J’explique. Avant qu’ils ne se mettent à chanter, je les ai regardés planter le décor (comme pour celui d’une pièce de théâtre), trimbaler et installer leurs énormes malles poussiéreuses, leur paravent aux motifs floraux un peu délavés, poser leurs instruments, le xylophone, le tambourin, le rouleau de scotch, l’éventail à plumes blanches dans un coin, la tête de bambi biche taxidermisée dans un autre, le fauteuil ici etc. Une ambiance un peu cabaret, ça swinguait, ça jazzait, ça folkait : un vrai bonheur musical, et comme si ces 5 personnes appartenaient à une autre époque…
Rosemary m’a d’ailleurs fascinée. Grands yeux verts à la Regina Spektor. La chanteuse franco-canadienneholster se tenait très droite, très fière sur scène, les mains derrière le dos, me transportant avec sa voix douce et mélancolique que je ne me permettrais pas de comparer avec telle ou telle autre chanteuse, pendant qu’elle s’amusait avec le contrebassiste, ou l’harmoniciste (portant d’ailleurs une ceinture remplie d’harmonicas) ; tous les cinq, serrés sur scène me transportaient dans un autre monde, certes énigmatique mais aussi très onirique… Et puis moi, quand il s’agit de rêver, je me laisse aller…

En sortant, j’étais sur mon petit nuage, fredonnant Jimmy ou Cottonflower, cette dernière chanson que j’ai d’ailleurs tirée au sort dans une matriochka qui passait parmi les spectateurs : j’ai trouvé le concept plutôt sympa de décider, grâce à la contribution du public (et du hasard), quelle chanson allait être interprétée !
Bon j’arrête, je pourrais vous en parler encore pendant des heures.
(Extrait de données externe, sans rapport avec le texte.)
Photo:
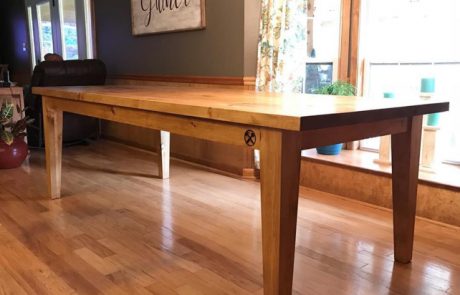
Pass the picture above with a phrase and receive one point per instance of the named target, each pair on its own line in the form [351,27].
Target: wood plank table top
[282,111]
[279,125]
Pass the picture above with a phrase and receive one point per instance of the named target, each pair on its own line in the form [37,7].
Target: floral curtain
[282,49]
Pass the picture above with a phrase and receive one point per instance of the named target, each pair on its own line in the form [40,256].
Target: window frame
[85,28]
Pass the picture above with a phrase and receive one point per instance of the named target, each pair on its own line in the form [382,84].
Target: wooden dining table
[279,125]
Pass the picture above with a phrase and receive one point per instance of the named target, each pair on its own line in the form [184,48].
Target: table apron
[223,132]
[331,135]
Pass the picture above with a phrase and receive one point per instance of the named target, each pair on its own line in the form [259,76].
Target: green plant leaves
[6,112]
[9,129]
[338,88]
[7,137]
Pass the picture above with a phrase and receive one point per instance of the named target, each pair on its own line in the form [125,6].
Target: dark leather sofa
[76,128]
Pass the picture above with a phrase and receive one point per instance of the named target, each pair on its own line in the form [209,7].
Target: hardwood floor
[120,230]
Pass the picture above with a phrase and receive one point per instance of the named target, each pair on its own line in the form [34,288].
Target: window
[404,41]
[60,26]
[323,41]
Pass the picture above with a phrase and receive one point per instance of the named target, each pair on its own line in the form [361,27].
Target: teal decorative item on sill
[427,85]
[427,88]
[333,149]
[336,88]
[433,119]
[388,95]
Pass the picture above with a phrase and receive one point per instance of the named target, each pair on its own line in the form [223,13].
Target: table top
[282,111]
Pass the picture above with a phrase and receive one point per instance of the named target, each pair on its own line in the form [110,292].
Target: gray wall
[14,41]
[217,50]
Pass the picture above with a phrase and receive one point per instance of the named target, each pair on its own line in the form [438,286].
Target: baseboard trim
[212,80]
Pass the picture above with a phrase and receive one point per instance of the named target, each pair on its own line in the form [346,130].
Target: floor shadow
[82,166]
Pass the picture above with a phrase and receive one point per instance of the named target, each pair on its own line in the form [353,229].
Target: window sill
[446,175]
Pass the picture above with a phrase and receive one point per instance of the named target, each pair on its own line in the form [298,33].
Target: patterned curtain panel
[282,49]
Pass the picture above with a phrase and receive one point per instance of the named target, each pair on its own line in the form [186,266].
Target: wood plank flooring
[120,230]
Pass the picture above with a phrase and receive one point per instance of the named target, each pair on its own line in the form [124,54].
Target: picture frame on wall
[162,16]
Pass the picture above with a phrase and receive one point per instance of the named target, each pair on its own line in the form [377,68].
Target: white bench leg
[163,154]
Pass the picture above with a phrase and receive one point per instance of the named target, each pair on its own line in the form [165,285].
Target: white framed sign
[159,16]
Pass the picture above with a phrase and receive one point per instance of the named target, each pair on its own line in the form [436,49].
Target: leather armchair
[76,128]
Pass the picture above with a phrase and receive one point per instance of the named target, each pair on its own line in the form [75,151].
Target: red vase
[12,156]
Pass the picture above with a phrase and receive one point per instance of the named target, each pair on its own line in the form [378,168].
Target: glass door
[60,26]
[45,31]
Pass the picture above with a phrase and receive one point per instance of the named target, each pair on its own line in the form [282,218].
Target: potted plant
[337,88]
[13,149]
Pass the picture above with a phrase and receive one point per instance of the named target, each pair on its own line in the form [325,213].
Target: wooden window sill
[445,176]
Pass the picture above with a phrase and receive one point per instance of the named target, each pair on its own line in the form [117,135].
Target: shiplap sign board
[159,16]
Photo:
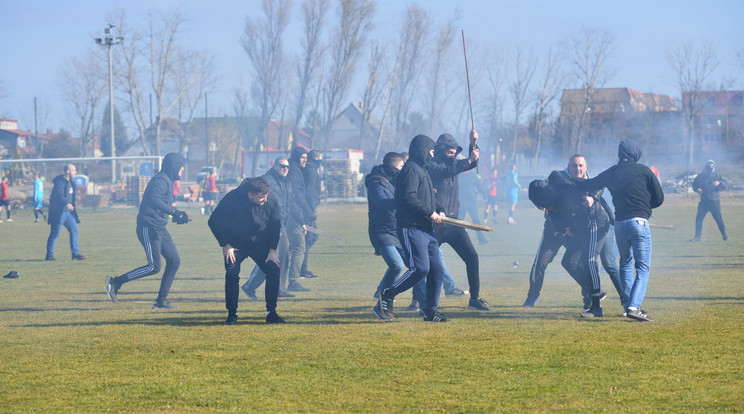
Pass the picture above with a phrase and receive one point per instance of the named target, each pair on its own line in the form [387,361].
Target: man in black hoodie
[708,184]
[156,206]
[444,169]
[296,230]
[416,212]
[62,212]
[246,223]
[635,192]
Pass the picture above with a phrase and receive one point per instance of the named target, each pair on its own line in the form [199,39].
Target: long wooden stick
[466,224]
[470,99]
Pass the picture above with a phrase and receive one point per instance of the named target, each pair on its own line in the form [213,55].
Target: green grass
[65,347]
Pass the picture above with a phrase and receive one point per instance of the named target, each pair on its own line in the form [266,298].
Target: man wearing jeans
[635,192]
En attendant, le 9 octobre, c’est la sortie de leur premier album « Gee Whiz but this is a Lonesome Town » (Naïve) et le 15 octobre, ils jouent à la Maroquinerie à 19h30 pour ceux qui seraient inspirés !

Pour écouter quelques extraits et vous faire une idée c’est ici ou .


Message spécial : un grand merci à la maman de Rosemary qui a très gentiment, à la demande de mon chéri, réussi à nous obtenir un dossier de presse du groupe et nous l’a donné, c’était très chouette de sa part, merci encore.

© Photos by me


Jimmy

En roulant hier sur l’autoroute, direction Paris, je suis tombée sur cette merveille folk à la radio.Le groupe est Moriarty et le morceau à écouter d’urgence est JIMMY. C’est dur de rentrer avec les nuages.